Geboren im schlesischen Heinzendorf als Sohn des protestantischen Dorfpfarrers und aufgewachsen im sächsischen Bad Düben, avancierte Hein nach seinem Philosophie- und Logikstudium in Leipzig und Berlin allmählich zu einer festen literarischen Größe in der DDR. Im Zuge seiner Assistententätigkeit an der Berliner Volksbühne zählte er ab 1973 neben Heiner Müller zu ihren Hausautoren. Sechs Jahre später zog er sich als freischaffender Autor zurück und erlebte in den achtziger Jahren seine produktivste Zeit, die seinen internationalen Ruf begründete. Insbesondere mit der Novelle "Der fremde Freund" (1982) – in der Bundesrepublik unter dem Titel "Drachenblut" ein Jahr später erschienen – gelang ihm der Durchbruch.
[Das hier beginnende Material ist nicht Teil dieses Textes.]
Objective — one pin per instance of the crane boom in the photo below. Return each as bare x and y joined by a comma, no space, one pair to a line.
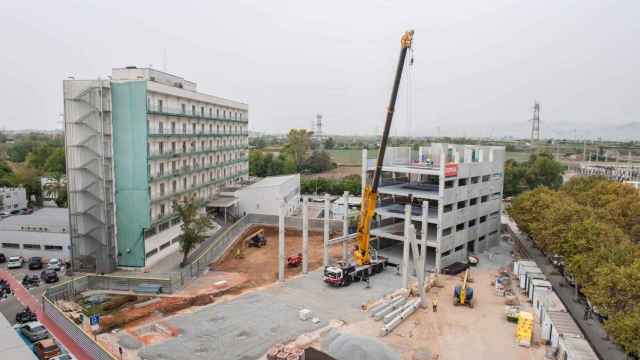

Hier klang erstmals auch in dieser Form das für Hein typische Sujet: Gefühlskälte, Heimatlosigkeit, seelische Deformierungen innerhalb der modernen Industriegesellschaften, an. Entsprechend sieht er sich eigenen Aussagen zufolge selbst als neutraler Chronist in der rationalen Tradition der Aufklärung, der mit stilistischen Mitteln die Gegenwart beleuchtet.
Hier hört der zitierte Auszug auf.